As quiet as she can appear off the field, Bormann is a natural leader on it.
A four-year starter and current captain, Bormann has no trouble speaking her mind between the white lines.
“She doesn’t act shy at all on the field, she is such a good player and everyone just surrounds her as a leader because she has done so much for us,” Clear Creek Amana senior goal keeper Sarah Johnson said. “She does talk a lot out there. She really leads the team in talking and communicating and making sure that everyone knows what is going on. She is just shy with people she doesn’t know.”
Over the past three years her play has spoken louder than any word Bormann has uttered.
A three-time first-team all-state selection Bormann has helped lead a soccer resurgence at Clear Creek Amana.
The Clippers have amassed a 45-11 record the past three seasons, winning at least 14 matches each season and advancing to the regional title game twice.
At the thick of that success, leading by example as well as with her words has been Bormann.
“When I step on the field it’s easier for me to talk because I want to direct others and share knowledge,” Bormann said. “I want to do that because growing up playing soccer girls have always done that for me.”
Bormann started playing soccer shortly after learning to walk out of necessity while attempting to keep up with her older sisters.
By the time, Bormann got to high school she was a budding star but first had to conquer the nerves that came with her timid personality.
“I remember the first game we were on the bus to Mid-Prairie and my mom text me and I said ‘good luck, have fun play hard, I love you’ and I thought I was going to puke,” Bormann said. “As time went on it got better.”
Bormann had a pair of assists but didn’t score a goal in her first career match.
Since her scoreless debut, Bormann has scored a goal in 45 of her next 55 games and needs four goals to reach 100 for her career.
“She has matured definitely since her freshman year,” Clear Creek Amana coach Matt Harding said. “It’s been interesting to get to work with her for the last four years.
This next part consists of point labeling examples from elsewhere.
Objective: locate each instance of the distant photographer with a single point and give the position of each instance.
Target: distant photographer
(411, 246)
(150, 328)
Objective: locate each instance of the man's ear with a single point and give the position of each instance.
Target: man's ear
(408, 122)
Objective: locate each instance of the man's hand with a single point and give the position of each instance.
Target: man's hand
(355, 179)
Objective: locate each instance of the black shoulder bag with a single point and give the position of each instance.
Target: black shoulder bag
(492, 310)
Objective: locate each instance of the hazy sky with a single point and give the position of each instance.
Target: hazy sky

This is the second group I have gotten to work with all four years and it’s been really cool to see that process.”
Over the last three years Bormann has become one of the most dangerous scoring threats and top players in the state.
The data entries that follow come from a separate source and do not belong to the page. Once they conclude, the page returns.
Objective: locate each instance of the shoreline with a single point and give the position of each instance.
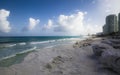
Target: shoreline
(60, 60)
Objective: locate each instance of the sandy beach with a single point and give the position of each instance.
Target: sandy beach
(60, 60)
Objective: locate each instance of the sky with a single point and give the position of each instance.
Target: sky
(54, 17)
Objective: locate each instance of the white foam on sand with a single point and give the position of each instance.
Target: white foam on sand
(58, 60)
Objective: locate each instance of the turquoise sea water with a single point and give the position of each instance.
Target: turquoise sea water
(10, 46)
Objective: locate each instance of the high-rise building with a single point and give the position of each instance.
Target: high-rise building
(105, 29)
(111, 22)
(119, 22)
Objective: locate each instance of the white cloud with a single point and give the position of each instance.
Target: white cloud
(49, 25)
(109, 6)
(32, 24)
(75, 24)
(4, 23)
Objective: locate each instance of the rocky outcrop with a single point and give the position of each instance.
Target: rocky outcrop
(109, 53)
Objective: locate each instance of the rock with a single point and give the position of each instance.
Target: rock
(107, 42)
(111, 59)
(115, 41)
(116, 46)
(98, 50)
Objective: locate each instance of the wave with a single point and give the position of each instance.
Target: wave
(41, 42)
(22, 43)
(10, 45)
(25, 51)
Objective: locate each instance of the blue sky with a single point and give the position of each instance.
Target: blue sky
(53, 17)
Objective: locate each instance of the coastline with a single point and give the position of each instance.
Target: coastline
(60, 60)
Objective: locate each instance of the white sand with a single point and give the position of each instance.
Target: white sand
(70, 61)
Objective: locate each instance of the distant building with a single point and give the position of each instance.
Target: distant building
(119, 21)
(111, 24)
(105, 29)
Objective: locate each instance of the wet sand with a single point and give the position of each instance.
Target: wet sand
(59, 60)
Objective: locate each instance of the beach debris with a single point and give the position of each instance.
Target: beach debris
(111, 59)
(83, 43)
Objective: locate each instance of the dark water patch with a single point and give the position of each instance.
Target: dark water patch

The Drake signee has led Clear Creek Amana in scoring each of the past three seasons, ranking in the top 14 in the state in goals each year.
She has 31 matches with more than one goal and had had a goal or an assist in all but seven career games.
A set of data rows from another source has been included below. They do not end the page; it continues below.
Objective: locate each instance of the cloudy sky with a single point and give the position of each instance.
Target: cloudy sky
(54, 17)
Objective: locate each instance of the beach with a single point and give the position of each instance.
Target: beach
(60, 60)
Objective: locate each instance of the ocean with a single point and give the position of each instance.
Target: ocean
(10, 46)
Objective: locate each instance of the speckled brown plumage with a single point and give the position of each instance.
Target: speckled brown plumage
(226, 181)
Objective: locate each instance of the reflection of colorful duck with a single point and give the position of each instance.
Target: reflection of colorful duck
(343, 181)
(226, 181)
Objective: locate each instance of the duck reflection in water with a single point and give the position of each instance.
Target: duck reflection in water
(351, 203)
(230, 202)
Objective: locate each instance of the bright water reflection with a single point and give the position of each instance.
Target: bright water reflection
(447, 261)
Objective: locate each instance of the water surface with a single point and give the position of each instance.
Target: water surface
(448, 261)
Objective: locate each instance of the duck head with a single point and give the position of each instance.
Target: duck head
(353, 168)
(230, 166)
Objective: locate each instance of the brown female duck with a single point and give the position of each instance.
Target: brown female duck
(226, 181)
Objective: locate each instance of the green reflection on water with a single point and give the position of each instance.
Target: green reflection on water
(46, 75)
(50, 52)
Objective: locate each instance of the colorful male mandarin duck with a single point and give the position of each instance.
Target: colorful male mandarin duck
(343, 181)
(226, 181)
“She has played so much and she has had such great coaching on the club side of things that she just has a really good read of the game,” Harding said. “She can kind of see where she needs to go, where the ball is coming next, where the opponents are looking ahead to or if we are in possession where somebody is looking to make a run.”
Bormann followed up a 30-goal, eight-assist debut season with 38 goals and 18 assists as a sophomore.
Her numbers dipped but Bormann was even better as a junior.
Despite drawing constant attention from defenders, Bormann scored 28 goals and had 11 assists last season.
A scary thought for opponents, Harding says Bormann is at her best leading into her senior season.
“There are some things that now even in year four that she is doing better,” Harding said. “With Hannah, I wasn’t really that clear on where there was a lot of room for improvement and there are some things that I am seeing out there already from her that I am excited to see in a game.”
An area where Bormann knows she has improved is her leadership.
Once a nervous freshman, Bormann is now the unquestioned leader of one of the top teams in Class 2A.
Three years ago, Bormann was hesitant to speak up, now helping others is one of her favorite aspects of the sport.
“I feel like I’ve gotten more comfortable with helping others and teaching them what others have taught me and use my skills to help them grow and help myself grow,” Bormann said. “I think it’s easy for me to do that because I’m doing what I love to do and I just want others to feel that way about the sport and grow as players and people.
Clear Creek Amana went 14-6, falling to Newton 1-0 in the 2A regional title game last season.
The goal for Bormann and the Clippers this season is a trip to the state tournament.
“That’s the goal,” Bormann said. “We have a lot of returners who have varsity time and we have some incoming freshman who will have an impact right away and Sarah back in the net will definitely help us.”